To find out why, scientists from Cancer Research UK’s Cambridge Research Institute and Australia’s Univeristy of Adelaide studied the mechanism involved. They found that the progesterone receptors changed the behavior of the tumor cells by “talking to” the estrogen receptors. This resulted in slow growth of the breast cancer tumor cells.
“This important laboratory research helps explain why some breast cancer patients have a better outlook. Crucially, it provides a strong case for a clinical trial to investigate the potential benefit of adding progesterone to drugs that target the estrogen receptor, which could improve treatment for the majority of hormone-driven breast cancers,” said Dr. Jason Caroll of Cancer Research UK, in a news release.
The researchers believe that this method of controlling the growth of the breast cancer cells is cheap, effective and safe. In addition, the wide availability of progesterone could potentially help provide an improved and timely treatment to the breast cancer patients.
Progesterone receptor modulates ERα action in breast cancer.
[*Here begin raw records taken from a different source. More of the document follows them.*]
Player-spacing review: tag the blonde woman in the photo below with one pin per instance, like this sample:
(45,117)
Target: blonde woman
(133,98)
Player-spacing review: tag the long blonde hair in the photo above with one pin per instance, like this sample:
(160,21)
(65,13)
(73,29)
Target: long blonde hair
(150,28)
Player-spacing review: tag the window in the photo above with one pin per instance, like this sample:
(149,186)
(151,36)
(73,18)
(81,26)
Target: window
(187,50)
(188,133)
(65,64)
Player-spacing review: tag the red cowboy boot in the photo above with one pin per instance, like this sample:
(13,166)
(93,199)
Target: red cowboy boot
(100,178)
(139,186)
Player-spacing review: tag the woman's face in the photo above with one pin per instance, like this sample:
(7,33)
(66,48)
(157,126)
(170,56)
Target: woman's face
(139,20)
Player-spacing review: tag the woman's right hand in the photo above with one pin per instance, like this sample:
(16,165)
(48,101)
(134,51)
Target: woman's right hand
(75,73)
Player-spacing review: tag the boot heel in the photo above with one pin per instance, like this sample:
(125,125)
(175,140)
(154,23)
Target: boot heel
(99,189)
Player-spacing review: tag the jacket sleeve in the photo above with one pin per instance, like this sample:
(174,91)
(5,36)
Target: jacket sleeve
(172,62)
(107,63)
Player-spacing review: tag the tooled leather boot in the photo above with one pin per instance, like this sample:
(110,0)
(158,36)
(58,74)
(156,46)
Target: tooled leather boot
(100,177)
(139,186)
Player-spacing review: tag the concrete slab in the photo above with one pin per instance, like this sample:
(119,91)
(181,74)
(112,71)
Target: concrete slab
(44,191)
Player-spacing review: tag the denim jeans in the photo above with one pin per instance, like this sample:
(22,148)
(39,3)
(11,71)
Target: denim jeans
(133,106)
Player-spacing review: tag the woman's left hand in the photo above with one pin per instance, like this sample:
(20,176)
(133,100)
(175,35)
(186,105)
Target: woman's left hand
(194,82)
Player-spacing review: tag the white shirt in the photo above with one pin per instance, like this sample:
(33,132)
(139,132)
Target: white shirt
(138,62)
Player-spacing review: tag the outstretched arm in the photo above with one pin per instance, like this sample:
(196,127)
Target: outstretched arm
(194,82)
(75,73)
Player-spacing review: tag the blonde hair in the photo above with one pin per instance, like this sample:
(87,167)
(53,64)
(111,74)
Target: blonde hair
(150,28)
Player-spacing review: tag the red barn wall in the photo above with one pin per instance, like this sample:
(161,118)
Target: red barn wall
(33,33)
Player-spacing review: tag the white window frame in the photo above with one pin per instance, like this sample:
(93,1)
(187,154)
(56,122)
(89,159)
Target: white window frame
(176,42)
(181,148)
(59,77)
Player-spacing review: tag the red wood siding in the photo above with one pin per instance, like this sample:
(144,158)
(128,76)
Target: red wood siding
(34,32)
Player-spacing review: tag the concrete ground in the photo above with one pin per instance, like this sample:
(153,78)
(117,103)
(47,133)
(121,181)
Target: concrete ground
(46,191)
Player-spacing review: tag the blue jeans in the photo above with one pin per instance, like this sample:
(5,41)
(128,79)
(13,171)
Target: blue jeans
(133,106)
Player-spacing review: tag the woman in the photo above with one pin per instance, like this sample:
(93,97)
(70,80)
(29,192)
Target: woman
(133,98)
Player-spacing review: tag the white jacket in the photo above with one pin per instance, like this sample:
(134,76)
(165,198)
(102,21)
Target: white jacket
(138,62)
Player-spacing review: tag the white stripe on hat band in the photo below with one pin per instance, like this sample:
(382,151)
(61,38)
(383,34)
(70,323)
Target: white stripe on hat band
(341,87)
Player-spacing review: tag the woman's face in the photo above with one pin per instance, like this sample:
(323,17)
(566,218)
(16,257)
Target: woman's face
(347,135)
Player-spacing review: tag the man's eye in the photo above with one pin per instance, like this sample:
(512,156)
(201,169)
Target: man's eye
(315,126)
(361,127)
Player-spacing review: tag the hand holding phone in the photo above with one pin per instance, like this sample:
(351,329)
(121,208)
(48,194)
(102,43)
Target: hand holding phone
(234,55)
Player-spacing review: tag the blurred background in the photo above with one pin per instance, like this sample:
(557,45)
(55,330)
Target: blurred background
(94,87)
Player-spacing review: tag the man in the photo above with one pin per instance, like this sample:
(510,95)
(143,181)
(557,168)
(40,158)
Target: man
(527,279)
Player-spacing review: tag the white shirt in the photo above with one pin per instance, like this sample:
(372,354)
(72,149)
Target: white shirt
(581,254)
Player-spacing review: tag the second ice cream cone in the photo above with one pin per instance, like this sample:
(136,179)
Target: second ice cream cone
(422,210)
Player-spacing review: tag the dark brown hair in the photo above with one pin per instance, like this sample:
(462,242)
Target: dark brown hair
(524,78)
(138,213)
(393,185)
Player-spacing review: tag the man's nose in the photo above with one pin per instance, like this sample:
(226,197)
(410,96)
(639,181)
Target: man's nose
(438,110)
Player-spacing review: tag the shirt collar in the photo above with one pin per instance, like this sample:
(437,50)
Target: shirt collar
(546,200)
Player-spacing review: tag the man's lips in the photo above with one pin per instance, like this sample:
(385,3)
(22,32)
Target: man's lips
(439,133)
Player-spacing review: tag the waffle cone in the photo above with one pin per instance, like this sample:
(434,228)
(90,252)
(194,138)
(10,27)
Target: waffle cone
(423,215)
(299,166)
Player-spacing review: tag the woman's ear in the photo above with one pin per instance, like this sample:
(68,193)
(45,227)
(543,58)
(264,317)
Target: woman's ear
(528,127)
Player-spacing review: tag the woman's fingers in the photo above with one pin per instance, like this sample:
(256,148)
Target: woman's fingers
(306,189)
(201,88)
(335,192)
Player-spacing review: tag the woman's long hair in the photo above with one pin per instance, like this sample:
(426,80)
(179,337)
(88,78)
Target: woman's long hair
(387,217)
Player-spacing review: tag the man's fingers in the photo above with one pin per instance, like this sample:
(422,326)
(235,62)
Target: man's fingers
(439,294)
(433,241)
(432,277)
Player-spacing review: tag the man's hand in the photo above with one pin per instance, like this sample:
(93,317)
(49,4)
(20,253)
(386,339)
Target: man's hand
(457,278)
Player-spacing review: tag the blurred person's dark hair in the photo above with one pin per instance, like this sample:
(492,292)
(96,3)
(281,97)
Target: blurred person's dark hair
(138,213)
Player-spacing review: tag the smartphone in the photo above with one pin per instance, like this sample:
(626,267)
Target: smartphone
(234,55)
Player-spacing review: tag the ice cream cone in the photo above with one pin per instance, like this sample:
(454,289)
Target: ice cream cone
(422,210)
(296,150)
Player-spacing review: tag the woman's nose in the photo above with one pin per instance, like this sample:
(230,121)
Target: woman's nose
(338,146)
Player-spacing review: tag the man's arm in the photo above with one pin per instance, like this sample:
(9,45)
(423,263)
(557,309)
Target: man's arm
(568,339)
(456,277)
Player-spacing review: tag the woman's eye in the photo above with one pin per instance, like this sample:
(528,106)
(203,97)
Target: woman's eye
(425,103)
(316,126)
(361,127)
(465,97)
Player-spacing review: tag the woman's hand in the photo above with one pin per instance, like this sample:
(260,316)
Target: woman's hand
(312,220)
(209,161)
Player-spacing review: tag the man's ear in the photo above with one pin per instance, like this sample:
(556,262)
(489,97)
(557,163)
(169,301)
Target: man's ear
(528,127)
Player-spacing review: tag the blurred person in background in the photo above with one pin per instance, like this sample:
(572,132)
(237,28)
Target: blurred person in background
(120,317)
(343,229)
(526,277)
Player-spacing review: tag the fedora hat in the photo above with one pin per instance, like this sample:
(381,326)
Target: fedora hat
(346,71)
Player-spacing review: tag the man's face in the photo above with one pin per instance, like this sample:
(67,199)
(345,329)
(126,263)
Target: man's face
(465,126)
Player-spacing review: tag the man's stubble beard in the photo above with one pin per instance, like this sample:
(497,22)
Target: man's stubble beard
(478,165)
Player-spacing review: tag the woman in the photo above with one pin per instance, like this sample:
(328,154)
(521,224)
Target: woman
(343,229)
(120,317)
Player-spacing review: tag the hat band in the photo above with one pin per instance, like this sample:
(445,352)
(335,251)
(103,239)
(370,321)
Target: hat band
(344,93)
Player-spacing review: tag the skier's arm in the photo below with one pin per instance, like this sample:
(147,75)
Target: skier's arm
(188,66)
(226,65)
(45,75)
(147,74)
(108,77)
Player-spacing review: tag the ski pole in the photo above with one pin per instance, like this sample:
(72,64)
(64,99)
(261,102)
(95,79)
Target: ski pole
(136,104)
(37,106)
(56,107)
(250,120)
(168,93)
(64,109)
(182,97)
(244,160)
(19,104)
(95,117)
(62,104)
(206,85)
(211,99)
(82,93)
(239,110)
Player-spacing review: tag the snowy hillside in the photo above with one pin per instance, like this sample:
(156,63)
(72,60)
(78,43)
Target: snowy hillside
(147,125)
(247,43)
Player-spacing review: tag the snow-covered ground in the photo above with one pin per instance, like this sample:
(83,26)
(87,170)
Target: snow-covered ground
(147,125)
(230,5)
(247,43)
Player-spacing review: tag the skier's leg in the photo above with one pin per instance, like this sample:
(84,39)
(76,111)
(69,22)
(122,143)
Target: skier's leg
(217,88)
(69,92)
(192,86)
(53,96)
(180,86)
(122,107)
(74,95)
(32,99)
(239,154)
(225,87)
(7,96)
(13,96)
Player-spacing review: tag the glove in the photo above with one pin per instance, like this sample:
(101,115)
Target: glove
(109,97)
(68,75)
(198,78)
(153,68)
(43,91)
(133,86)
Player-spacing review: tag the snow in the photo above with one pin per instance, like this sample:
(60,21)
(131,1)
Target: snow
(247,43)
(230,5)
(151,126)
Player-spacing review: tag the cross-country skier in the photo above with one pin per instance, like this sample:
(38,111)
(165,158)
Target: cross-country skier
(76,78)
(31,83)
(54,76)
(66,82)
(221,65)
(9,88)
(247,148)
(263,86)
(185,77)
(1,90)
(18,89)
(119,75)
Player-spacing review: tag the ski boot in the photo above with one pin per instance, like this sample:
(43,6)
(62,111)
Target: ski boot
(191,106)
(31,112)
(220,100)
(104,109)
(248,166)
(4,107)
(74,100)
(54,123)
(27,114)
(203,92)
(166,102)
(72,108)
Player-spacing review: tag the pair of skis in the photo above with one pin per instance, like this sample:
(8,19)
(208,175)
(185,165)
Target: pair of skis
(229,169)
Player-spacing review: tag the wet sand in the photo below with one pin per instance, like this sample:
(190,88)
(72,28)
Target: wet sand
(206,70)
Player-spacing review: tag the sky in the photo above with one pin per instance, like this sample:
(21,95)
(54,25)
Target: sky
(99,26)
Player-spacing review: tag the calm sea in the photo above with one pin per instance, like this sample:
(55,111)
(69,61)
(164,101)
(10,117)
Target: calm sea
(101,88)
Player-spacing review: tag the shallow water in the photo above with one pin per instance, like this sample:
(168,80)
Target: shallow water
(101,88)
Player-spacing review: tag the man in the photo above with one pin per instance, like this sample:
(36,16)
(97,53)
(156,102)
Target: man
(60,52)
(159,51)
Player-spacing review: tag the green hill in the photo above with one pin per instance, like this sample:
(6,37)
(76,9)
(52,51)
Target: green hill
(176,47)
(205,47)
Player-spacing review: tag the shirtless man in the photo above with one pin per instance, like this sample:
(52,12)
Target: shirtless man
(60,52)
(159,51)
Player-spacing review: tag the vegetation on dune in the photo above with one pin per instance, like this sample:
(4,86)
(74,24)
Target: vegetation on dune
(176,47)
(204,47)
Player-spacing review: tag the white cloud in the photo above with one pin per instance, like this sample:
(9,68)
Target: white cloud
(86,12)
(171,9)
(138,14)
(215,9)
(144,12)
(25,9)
Progesterone receptor (PR) expression is used as a biomarker of oestrogen receptor-α (ERα) function and breast cancer prognosis. Here we show that PR is not merely an ERα-induced gene target, but is also an ERα-associated protein that modulates its behaviour. In the presence of agonist ligands, PR associates with ERα to direct ERα chromatin binding events within breast cancer cells, resulting in a unique gene expression programme that is associated with good clinical outcome. Progesterone inhibited oestrogen-mediated growth of ERα+ cell line xenografts and primary ERα+ breast tumour explants, and had increased anti-proliferative effects when coupled with an ERα antagonist. Copy number loss of PGR, the gene coding for PR, is a common feature in ERα+ breast cancers, explaining lower PR levels in a subset of cases. Our findings indicate that PR functions as a molecular rheostat to control ERα chromatin binding and transcriptional activity, which has important implications for prognosis and therapeutic interventions.